Charles Givre on the impetus for training all security teams in basic data science
The O’Reilly Security Podcast: The growing role of data science in security, data literacy outside the technical realm, and practical applications of machine learning.
In this episode of the Security Podcast, I talk with Charles Givre, senior lead data scientist at Orbital Insight. We discuss how data science skills are increasingly important for security professionals, the critical role of data scientists in making the results of their work accessible to even nontechnical stakeholders, and using machine learning as a dynamic filter for vast amounts of data.
Here are some highlights:
Data science skills are becoming requisite for security teams
I expect to see two trends in the next few years. First, I think we’re going to see tools becoming much smarter. Not to suggest they’re not smart now, but I think we’re going to see the builders of security-related tools integrating more and more data science. We’re already seeing a lot of tools claiming they use machine learning to do anomaly detection and similar tasks. We’re going to see even more of that.
Secondly, I think rudimentary data science skills are going to become a core competency for security professionals. Considering, I expect we are going to increasingly see security jobs requiring some understanding of core data science principles like machine learning, big data, and data visualization. Of course, I still think there will be a need for data scientists. Data scientists are going to continue to do important work in security, but I also think basic data science skills are going to proliferate throughout the overall security community.
Data literacy for all
I’m hopeful we’re going to start seeing more growth in data literacy training for management and nontechnical staff, because it’s going to be increasingly important. In the years to come, management and executive-level professionals will need to understand the basics—maybe not a technical understanding, but at least a conceptual understanding of what these techniques can accomplish.

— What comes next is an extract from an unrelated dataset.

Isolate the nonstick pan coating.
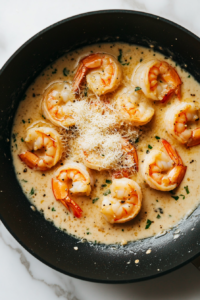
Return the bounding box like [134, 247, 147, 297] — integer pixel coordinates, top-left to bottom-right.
[0, 10, 200, 283]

Along those lines, one of the core competencies of a data scientist is, or at least arguably should be, communication skills. I’d include data visualization in that skillset. You can use the most advanced modeling techniques and produce the most amazing results, but if you can’t communicate that in an effective manner to a stakeholder, then your work is not likely to be accepted, adopted, or trusted. As such, making results accessible is really a vital component of a data scientist’s work.
Machine learning as a dynamic filter for security data
Machine learning and deep learning have definitely become the buzzwords du jour of the security world, but they genuinely bring a lot of value to the table. In my opinion, the biggest value machine learning brings to the table is the ability to learn and identify new patterns and behaviors that represent threats. When I teach machine learning classes, one of the examples I use is domain-generating algorithm detection. You can do this with a whitelist or a blacklist, but neither one of these is going to be the most effective approach. There’s been a lot of success in using machine learning to identify this, allowing you to then mitigate the threat. A colleague of mine, Austin Taylor, gave a presentation and wrote a blog post about this as well—about how machine learning fits in the overall schema. He views data science in security as being most useful in building a very dynamic filter for your data.
If you imagine an inverted triangle, you begin examining tons and tons of data, but you can use machine learning to filter out the vast majority of it. From there, a human might still have to look at the remaining portion. By applying several layers of machine learning to that initial ingested data, you can efficiently filter out the stuff that’s not of interest.